L’agevolazione fiscale consiste nel riconosci­mento di una detrazione d’imposta pari al 55% delle spese sostenute, da ripartire in cinque rate a scadenza annuale di pari importo, entro un limite massimo di detrazione che varia in base al tipo di interventi di ristrutturazione effettuati sull’immobile.

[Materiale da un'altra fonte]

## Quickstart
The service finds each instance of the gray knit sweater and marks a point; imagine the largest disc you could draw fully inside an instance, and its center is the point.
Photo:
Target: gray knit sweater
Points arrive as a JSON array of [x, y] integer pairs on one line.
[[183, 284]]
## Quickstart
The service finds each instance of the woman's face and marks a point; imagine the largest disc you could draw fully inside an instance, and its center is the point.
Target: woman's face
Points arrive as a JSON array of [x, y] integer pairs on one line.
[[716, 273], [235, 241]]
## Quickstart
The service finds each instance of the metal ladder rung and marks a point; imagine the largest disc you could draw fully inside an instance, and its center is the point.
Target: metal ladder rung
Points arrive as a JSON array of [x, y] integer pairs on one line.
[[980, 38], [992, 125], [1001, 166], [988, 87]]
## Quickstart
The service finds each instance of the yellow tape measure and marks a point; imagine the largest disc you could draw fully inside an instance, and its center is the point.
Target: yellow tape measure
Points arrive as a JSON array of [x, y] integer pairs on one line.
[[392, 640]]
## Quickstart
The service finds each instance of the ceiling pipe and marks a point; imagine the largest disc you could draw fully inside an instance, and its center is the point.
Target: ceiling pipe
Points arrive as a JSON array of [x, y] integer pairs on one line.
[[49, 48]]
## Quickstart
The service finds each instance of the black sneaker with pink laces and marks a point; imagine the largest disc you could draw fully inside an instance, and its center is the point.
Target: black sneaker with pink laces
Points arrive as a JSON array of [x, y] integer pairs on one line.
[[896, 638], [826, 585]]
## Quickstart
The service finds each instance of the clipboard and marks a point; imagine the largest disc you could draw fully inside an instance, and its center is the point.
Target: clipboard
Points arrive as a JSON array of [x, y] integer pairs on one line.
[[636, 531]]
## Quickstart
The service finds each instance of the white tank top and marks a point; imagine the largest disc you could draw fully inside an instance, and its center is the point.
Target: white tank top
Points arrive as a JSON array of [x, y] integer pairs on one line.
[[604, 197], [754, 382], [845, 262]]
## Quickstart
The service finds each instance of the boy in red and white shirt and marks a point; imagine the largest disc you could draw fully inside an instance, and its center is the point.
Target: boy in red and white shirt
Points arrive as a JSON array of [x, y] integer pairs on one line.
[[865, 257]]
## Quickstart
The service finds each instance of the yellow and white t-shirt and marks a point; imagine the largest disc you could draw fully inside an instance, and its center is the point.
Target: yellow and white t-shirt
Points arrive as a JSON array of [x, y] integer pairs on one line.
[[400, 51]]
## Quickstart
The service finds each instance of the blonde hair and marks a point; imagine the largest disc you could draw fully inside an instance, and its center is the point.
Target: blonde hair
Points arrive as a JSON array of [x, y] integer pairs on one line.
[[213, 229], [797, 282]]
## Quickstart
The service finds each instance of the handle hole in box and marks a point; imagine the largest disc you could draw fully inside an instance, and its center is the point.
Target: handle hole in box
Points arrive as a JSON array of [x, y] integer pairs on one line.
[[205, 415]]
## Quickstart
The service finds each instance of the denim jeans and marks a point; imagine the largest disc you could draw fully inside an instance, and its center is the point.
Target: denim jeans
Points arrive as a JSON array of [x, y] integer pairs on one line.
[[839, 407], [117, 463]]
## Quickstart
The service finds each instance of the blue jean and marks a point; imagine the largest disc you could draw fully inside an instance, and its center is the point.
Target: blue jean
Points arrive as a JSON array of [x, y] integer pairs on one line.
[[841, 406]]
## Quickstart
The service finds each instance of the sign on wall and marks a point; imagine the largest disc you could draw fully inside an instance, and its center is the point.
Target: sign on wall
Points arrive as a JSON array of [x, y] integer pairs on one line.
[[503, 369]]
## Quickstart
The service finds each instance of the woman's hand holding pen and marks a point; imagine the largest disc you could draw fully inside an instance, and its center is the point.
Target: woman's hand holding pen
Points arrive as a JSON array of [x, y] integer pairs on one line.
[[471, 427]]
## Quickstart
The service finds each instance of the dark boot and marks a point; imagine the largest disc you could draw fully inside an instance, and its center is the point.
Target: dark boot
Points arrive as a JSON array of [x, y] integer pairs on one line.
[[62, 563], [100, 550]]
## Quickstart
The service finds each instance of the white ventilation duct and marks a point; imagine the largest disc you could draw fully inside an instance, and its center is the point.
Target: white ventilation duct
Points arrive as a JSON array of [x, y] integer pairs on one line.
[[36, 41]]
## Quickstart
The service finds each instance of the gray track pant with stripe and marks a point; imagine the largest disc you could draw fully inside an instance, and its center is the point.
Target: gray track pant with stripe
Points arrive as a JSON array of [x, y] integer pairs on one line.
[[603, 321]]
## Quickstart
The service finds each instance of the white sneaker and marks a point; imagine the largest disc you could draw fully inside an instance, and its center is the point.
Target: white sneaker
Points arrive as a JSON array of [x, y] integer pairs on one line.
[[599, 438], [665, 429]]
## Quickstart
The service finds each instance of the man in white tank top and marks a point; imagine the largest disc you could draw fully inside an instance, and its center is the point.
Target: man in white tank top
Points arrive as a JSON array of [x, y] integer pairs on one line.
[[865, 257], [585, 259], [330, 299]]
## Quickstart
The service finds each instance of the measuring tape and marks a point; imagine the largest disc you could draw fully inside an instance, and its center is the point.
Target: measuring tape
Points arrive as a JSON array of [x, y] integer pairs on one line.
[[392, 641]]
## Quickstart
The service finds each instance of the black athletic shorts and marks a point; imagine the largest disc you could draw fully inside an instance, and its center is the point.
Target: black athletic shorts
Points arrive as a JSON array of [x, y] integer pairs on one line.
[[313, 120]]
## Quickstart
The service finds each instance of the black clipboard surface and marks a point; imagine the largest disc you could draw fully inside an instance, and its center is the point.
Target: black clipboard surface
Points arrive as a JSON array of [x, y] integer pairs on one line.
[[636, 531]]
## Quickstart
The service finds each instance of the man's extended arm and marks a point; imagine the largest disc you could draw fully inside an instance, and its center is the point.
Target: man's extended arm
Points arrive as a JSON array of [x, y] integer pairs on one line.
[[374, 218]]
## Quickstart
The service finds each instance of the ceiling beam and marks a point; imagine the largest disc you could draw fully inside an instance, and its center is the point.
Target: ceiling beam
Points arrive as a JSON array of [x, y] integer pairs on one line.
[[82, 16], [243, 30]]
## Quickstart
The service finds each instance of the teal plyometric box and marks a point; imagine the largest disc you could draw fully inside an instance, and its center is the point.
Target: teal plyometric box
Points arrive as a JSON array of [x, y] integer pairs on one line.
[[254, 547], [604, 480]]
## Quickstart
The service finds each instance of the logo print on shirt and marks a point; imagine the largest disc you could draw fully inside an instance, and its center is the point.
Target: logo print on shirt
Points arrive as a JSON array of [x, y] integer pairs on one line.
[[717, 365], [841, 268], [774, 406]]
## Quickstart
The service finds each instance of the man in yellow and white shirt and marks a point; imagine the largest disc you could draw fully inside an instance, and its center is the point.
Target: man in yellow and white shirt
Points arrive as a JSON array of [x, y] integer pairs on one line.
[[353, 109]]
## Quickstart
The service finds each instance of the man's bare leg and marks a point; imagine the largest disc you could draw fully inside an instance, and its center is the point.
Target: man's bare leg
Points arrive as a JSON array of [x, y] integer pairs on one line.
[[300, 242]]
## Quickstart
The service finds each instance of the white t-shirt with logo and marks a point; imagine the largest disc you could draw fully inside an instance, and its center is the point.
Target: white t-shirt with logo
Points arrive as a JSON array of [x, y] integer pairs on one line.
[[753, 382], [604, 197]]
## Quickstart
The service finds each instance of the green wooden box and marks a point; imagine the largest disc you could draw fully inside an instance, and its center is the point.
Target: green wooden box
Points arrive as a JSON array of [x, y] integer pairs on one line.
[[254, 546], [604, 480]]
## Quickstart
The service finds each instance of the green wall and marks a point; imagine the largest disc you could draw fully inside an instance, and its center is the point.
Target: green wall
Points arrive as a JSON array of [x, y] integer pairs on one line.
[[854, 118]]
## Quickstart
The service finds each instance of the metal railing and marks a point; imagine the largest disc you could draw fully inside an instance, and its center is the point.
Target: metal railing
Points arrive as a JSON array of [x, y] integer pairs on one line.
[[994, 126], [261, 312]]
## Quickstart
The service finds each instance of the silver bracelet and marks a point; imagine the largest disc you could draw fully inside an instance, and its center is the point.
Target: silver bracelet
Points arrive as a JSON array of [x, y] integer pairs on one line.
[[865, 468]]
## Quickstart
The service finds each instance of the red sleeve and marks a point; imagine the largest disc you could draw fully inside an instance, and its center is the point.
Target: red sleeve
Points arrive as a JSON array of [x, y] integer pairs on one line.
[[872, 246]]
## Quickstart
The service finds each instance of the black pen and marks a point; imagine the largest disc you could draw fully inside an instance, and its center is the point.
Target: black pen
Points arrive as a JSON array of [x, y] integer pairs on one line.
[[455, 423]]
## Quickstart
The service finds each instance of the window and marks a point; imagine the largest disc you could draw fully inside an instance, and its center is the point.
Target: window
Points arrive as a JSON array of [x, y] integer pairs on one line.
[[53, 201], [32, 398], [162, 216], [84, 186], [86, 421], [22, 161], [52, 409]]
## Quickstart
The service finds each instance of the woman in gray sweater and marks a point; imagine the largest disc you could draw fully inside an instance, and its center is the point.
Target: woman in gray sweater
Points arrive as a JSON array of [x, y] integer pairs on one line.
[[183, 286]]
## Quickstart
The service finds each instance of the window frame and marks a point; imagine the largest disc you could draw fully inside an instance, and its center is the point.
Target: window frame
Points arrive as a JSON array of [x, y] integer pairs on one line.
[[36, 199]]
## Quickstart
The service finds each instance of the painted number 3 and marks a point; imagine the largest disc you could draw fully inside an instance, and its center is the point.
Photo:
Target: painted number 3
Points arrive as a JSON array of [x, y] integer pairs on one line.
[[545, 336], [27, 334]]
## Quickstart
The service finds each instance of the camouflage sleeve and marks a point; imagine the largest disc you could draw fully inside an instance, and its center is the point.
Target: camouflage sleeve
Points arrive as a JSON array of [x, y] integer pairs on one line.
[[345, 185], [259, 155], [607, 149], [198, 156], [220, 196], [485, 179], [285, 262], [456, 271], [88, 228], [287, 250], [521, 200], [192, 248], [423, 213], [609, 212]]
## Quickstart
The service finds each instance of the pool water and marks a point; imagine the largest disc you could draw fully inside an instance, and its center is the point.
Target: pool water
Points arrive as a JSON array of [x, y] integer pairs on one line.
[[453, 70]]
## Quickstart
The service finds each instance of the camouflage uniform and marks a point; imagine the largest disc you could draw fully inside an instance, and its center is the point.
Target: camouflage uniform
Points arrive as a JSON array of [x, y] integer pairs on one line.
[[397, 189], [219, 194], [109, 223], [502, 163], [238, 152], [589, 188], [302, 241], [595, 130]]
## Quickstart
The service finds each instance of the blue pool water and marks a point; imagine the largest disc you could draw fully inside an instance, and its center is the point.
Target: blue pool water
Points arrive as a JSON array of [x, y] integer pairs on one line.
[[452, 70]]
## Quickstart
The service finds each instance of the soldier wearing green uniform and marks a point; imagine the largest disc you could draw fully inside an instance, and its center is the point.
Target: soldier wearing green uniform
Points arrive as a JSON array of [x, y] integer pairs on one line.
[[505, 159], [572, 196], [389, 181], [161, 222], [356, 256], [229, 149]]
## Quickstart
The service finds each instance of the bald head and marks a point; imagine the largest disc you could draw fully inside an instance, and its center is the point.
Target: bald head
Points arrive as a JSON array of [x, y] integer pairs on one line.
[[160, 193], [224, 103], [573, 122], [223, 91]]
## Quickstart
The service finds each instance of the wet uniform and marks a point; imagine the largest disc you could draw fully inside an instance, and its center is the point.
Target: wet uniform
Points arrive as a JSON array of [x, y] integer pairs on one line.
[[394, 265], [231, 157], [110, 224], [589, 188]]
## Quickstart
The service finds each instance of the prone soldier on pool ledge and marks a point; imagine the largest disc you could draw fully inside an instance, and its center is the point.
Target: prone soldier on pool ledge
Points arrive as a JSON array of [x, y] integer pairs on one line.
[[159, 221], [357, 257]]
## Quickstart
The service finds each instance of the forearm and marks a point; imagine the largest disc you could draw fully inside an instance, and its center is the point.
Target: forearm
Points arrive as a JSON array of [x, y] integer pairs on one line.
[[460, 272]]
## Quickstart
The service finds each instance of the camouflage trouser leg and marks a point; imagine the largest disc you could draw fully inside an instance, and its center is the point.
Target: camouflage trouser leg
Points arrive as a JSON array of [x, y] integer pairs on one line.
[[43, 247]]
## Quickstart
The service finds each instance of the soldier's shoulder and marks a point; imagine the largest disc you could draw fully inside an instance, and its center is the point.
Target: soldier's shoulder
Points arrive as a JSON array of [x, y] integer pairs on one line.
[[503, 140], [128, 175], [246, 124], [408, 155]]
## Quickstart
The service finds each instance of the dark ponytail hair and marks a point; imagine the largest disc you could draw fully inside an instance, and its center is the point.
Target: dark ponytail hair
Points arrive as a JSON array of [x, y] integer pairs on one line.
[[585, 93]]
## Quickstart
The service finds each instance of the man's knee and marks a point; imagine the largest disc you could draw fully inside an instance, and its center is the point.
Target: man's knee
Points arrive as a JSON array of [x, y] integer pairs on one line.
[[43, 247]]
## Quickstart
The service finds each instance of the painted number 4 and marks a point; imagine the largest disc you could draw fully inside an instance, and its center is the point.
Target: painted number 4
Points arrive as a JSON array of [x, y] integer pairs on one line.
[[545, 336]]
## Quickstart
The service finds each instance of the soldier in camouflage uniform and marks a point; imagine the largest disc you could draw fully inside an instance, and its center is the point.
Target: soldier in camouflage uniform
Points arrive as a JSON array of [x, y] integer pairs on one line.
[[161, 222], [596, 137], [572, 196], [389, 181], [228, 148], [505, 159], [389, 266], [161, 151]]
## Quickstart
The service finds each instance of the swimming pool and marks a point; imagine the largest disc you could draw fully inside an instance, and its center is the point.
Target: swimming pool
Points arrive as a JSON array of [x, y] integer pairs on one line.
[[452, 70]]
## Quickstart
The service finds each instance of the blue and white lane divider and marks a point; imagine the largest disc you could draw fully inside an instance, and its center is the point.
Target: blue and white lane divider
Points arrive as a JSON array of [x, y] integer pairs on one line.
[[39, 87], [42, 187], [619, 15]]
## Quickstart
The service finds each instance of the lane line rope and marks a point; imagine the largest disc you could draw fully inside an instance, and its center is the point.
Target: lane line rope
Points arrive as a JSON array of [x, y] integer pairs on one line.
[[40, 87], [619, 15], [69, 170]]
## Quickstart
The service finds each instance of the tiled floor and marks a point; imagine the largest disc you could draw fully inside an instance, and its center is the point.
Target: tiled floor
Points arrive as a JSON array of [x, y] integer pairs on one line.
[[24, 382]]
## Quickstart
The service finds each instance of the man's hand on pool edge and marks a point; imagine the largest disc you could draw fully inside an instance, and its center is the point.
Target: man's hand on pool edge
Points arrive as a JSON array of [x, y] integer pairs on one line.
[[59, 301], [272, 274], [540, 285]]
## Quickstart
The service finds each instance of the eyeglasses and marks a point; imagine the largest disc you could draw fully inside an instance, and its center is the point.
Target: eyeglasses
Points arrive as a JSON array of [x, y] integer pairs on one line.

I requisiti indispensabili
La condizione fondamentale per usufru­ire dell’agevolazione è che gli interventi siano eseguiti su abitazioni già esistenti (la detrazione non si applica cioè a eventuali lavori sul nuovo).Inoltre, tranne nel caso della posa dei pannelli solari, l’abitazione oggetto dei lavori deve essere riscaldata. Per dimostrare l’esistenza dell’edificio, occorre l’iscrizione al Catasto o la ricevuta del pagamen­to dell’Ici. Ciò significa che non sono detraibili le spese sostenute durante la costruzione dell’im­mobile, anche se finalizzate alla realizzazione di un’abitazione a elevata efficienza energetica. Per quanto riguarda le caratteristiche che defi­niscono un “immobile riscaldato”, per l’Agenzia delle entrate questa prescrizione è soddisfatta se nell’abitazione sono presenti apparecchi fissi (come stufe e caminetti) capaci di erogare una potenza non inferiore ai 15 kW. In caso invece di lavori di riqualificazione effet­tuati su edifici demoliti, la ricostruzione dovrà essere il più possibili “fedele” all’originale, tanto che se l’immobile viene ampliato la detrazione non può essere riconosciuta.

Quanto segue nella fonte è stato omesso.